Cela ne peut se produire qu’à la suite d’une contamination, soit lors de la
culture, par des eaux d’irrigation ou du fumier eux-mêmes contaminés, soit
plus tard dans la chaîne alimentaire, à la suite de manquements aux règles
d’hygiène de base.
Mais
l’événement actuel est également atypique à d’autres titres :
·
la taille de l’épidémie est inédite en Europe. Dans
le monde, seuls quelques précédents sont connus en matière de légumes crus.
En particulier : une épidémie qui a touché environ 9 000 enfants au Japon en
1996 à la suite de la consommation de pousses de radis crues, causant 11
décès, et une autre liée à la consommation d’épinards frais aux États-Unis en
2006 touchant 200 personnes avec trois décès. Seules deux épidémies de faible
ampleur ont eu lieu en France en 2005-2006, l’une à partir de camemberts au
lait cru, l’autre de steaks hachés surgelés avec lors de chacune, quelques dizaines
de cas dont 17 graves mais sans décès ;
·
le sérotype en cause : 0104:H4, auquel n’avait
jamais été attribué une telle épidémie.

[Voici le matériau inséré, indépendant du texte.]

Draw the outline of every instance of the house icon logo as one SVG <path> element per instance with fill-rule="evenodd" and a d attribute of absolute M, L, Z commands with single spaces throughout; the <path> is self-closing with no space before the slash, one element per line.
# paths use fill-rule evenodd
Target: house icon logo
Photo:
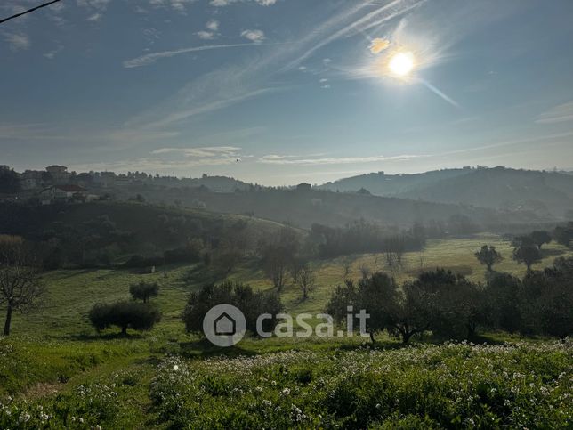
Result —
<path fill-rule="evenodd" d="M 222 312 L 213 321 L 213 332 L 216 336 L 235 336 L 237 321 L 227 312 Z"/>
<path fill-rule="evenodd" d="M 232 304 L 217 304 L 203 318 L 203 332 L 213 345 L 232 346 L 245 336 L 245 315 Z"/>

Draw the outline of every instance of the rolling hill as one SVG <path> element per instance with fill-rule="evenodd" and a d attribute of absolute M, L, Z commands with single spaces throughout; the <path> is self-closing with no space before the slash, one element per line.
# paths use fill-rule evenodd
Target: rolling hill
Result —
<path fill-rule="evenodd" d="M 436 170 L 416 174 L 383 172 L 341 179 L 320 188 L 472 205 L 562 218 L 573 210 L 573 176 L 504 167 Z"/>

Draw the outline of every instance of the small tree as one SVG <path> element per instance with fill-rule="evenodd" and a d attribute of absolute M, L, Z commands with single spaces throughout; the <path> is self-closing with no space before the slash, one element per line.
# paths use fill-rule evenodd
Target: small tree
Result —
<path fill-rule="evenodd" d="M 133 300 L 142 300 L 148 303 L 151 297 L 157 297 L 159 295 L 159 286 L 157 282 L 149 283 L 141 281 L 139 284 L 129 286 L 129 294 Z"/>
<path fill-rule="evenodd" d="M 29 244 L 16 236 L 0 236 L 0 304 L 6 304 L 4 336 L 10 335 L 13 311 L 31 312 L 45 292 L 37 267 Z"/>
<path fill-rule="evenodd" d="M 303 300 L 306 300 L 309 297 L 309 293 L 314 289 L 316 283 L 314 271 L 308 263 L 305 263 L 298 268 L 296 275 L 293 278 L 303 292 Z"/>
<path fill-rule="evenodd" d="M 537 230 L 529 235 L 533 243 L 535 243 L 539 249 L 545 243 L 551 242 L 551 234 L 544 230 Z"/>
<path fill-rule="evenodd" d="M 117 302 L 95 304 L 88 317 L 98 331 L 117 326 L 121 328 L 123 335 L 127 335 L 127 329 L 150 330 L 161 320 L 161 312 L 156 306 L 148 304 Z"/>
<path fill-rule="evenodd" d="M 515 243 L 513 248 L 513 260 L 517 263 L 523 263 L 528 268 L 528 272 L 531 272 L 531 265 L 541 261 L 541 252 L 539 248 L 533 243 L 533 241 L 522 240 Z"/>
<path fill-rule="evenodd" d="M 496 250 L 496 247 L 484 245 L 475 253 L 475 257 L 480 263 L 488 267 L 488 272 L 493 271 L 495 264 L 499 263 L 504 257 Z"/>
<path fill-rule="evenodd" d="M 299 247 L 296 233 L 286 227 L 281 229 L 276 237 L 263 240 L 260 245 L 262 267 L 278 292 L 285 287 L 288 267 Z"/>
<path fill-rule="evenodd" d="M 569 221 L 567 225 L 555 227 L 553 238 L 557 243 L 570 247 L 573 241 L 573 221 Z"/>
<path fill-rule="evenodd" d="M 217 304 L 232 304 L 245 315 L 246 329 L 256 332 L 256 320 L 262 313 L 276 315 L 282 310 L 278 295 L 275 292 L 254 291 L 248 285 L 223 282 L 204 286 L 198 292 L 192 292 L 182 314 L 185 329 L 191 333 L 203 333 L 203 319 Z M 263 321 L 263 329 L 270 331 L 277 323 L 271 318 Z"/>

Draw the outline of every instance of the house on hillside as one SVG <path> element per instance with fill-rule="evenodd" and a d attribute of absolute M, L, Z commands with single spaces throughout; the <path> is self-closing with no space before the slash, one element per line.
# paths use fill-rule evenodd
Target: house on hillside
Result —
<path fill-rule="evenodd" d="M 27 191 L 36 190 L 42 183 L 42 172 L 38 170 L 26 170 L 20 176 L 20 188 Z"/>
<path fill-rule="evenodd" d="M 43 205 L 50 205 L 55 201 L 85 201 L 87 190 L 79 185 L 52 185 L 44 188 L 40 192 L 40 201 Z"/>
<path fill-rule="evenodd" d="M 312 185 L 310 183 L 302 183 L 296 185 L 297 191 L 310 191 L 311 190 L 312 190 Z"/>
<path fill-rule="evenodd" d="M 69 173 L 68 167 L 65 166 L 49 166 L 45 171 L 50 174 L 52 181 L 55 185 L 62 185 L 68 183 L 69 180 Z"/>

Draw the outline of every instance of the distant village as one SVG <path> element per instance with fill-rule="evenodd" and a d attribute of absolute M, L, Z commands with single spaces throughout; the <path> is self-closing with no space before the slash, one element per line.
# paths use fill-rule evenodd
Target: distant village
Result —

Les EHEC sont identifiés par des
tests sérologiques qui permettent de nommer les différents sérotypes
bactériens rencontrés. Or, O104:H4 ne figurait pas dans la liste des cinq
sérotypes majeurs (O157:H7, O26:H11, O145:H28, O103:H2 et O111:H8)
répertoriés par l’Agence nationale de sécurité sanitaire (Anses) pour la
gravité des symptômes qu’ils peuvent induire ;
·
la virulence de l’épidémie est inhabituelle, avec un
quart des contaminations évoluant vers des formes graves contre un sur dix
habituellement ;
·
les personnes atteintes sont majoritairement des
adultes, alors que les enfants et personnes âgées sont ordinairement plus sensibles.
Comment ces bactéries peuvent-elles nous rendre malades ?
Les E.
coli sont naturellement présentes dans la flore digestive humaine et
animale. Certaines souches sont toxiques pour l’homme, comme les EHEC qui
produisent des Shiga toxines, mais ces mêmes souches ne sont pas nocives pour
les ruminants, en particulier les bovins, qui peuvent donc être des porteurs
sains. Comme les animaux contaminés excrétent les EHEC dans leur
environnement, les bactéries peuvent ensuite se retrouver sur leur peau et leur
carcasse. L’arrachage du cuir et l’éviscération à l’abattoir représentent
ainsi le mode le plus fréquent de contamination des viandes (pour les
produits au lait cru, le plus souvent via les mamelles).

Chez l’Homme, les sérotypes pathogènes causent une colite hémorragique qui se
résorbe en général rapidement, et dans environ 10 % des cas, évolue en
troubles rénaux avec des symptômes hémolytiques et urémiques qui peuvent
entraîner de lourdes séquelles, telle qu’une insuffisance rénale pouvant
justifier des dialyses rénales à vie, et parfois la mort. La gravité dépend à
la fois du sérotype bactérien et de la sensibilité de l’hôte : certains
adultes peuvent héberger une souche pathogène sans manifester de symptômes.
Les enfants et les personnes âgées sont en général plus sensibles, mais, dans
l’épidémie présente, ce n’est pas le cas.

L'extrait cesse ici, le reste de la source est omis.